AI Reasoning: Apple Research Debunked
- As artificial general intelligence (A.G.I.) gains traction, Apple has injected a dose of reality into the discussion.
- Apple's researchers tested large language models (LLMs) like Anthropic’s Claude 3.7 Sonnet and DeepSeek-V3 using classic logic puzzles such as the Tower of Hanoi and River Crossing.
- The puzzles were categorized into three difficulty levels.
Apple’s AI Research Exposes Reasoning Gaps in top Models
Updated June 10, 2025
As artificial general intelligence (A.G.I.) gains traction, Apple has injected a dose of reality into the discussion. According to their research paper, “The Illusion of Thinking,” today’s most advanced AI models, despite being touted as having “human-level reasoning,” falter when faced with intricate logic problems. The study suggests these models primarily rely on pattern recognition, drawing from their training data to predict outcomes, rather than genuine reasoning.
Apple’s researchers tested large language models (LLMs) like Anthropic’s Claude 3.7 Sonnet and DeepSeek-V3 using classic logic puzzles such as the Tower of Hanoi and River Crossing. These puzzles are benchmarks for assessing an AI’s planning and reasoning skills. The Tower of Hanoi evaluates recursive problem-solving, while river Crossing assesses the ability to plan and execute multi-step solutions.
The puzzles were categorized into three difficulty levels. While the models performed reasonably well on simpler tasks, their performance declined substantially as complexity increased.This held true regardless of model size, training method, or computational power. Even with access to the correct algorithm,the models struggled to provide meaningful responses,suggesting a “counterintuitive scaling limit” where effort decreases as complexity rises.
Apple argues that what is often perceived as reasoning may simply be advanced pattern-matching. This outlook offers a possible explanation for Apple’s measured approach to artificial intelligence (AI) development.
Current evaluations focus primarily on established mathematical and coding benchmarks, emphasizing final answer accuracy. however,this paradigm often suffers from data contamination and fails to provide insights into the structure and quality of reasoning traces… Our setup allows analysis not only of the final answers but also of the internal reasoning traces, offering insights into how Large Reasoning models (LRMs) ‘think.’

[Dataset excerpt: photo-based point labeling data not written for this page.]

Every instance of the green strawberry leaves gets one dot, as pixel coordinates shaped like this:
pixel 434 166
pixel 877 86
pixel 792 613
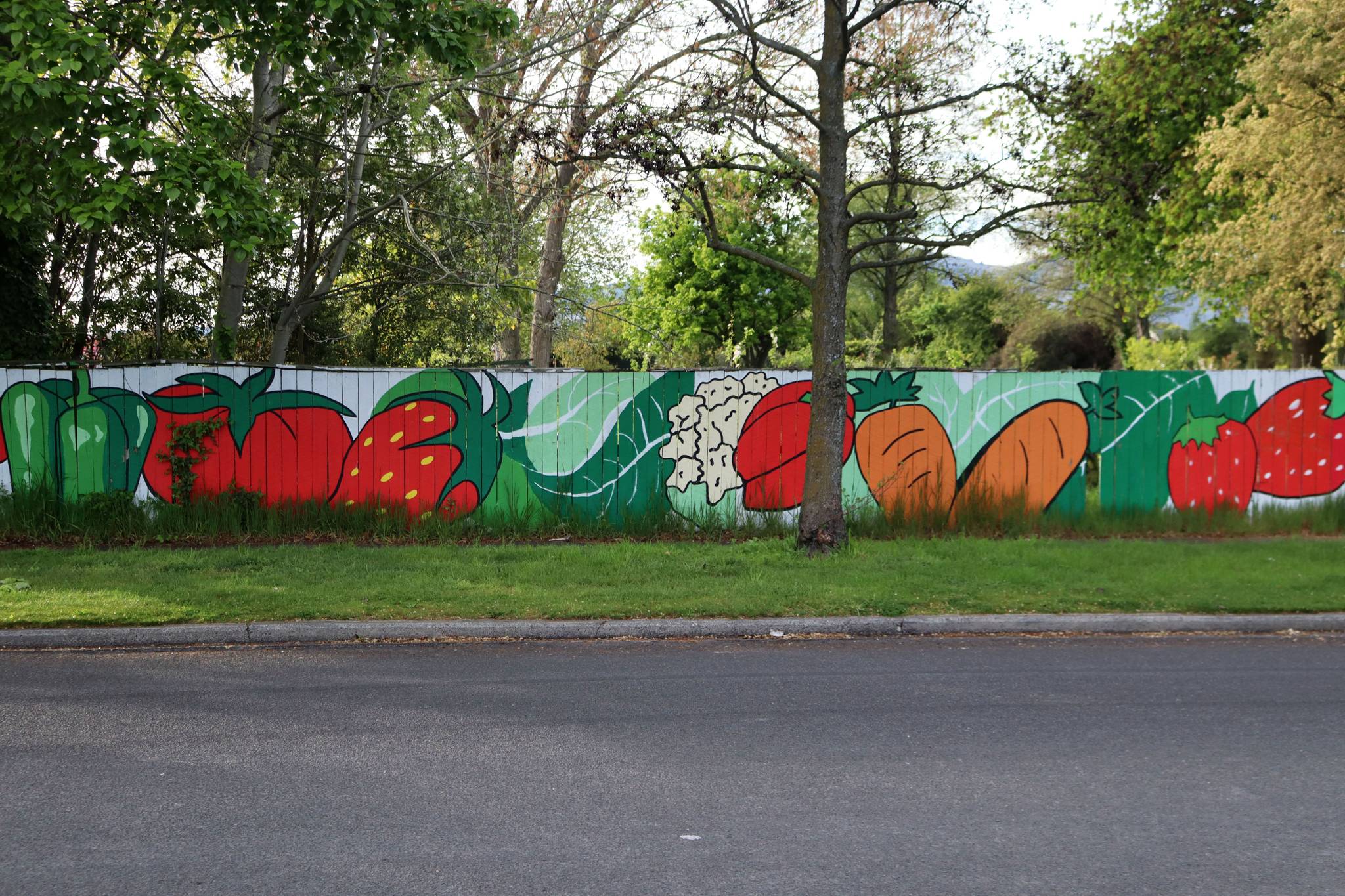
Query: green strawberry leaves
pixel 1199 430
pixel 884 390
pixel 245 400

The research paper preceded Apple’s annual WWDC developers conference, where executives introduced the Foundation Models framework. This framework enables developers to integrate AI models into their applications, facilitating image generation, text creation, and natural language search.Apple also unveiled Xcode 26, featuring built-in support for integrating AI models like ChatGPT and Claude via API keys, empowering developers to build bright applications without cloud infrastructure.
What’s next
Apple’s advancements in AI, especially the Foundation Models framework and Xcode 26, signal a move toward empowering developers with local AI capabilities. This approach contrasts with the cloud-dependent strategies of some competitors, perhaps offering users enhanced privacy and efficiency in their AI interactions.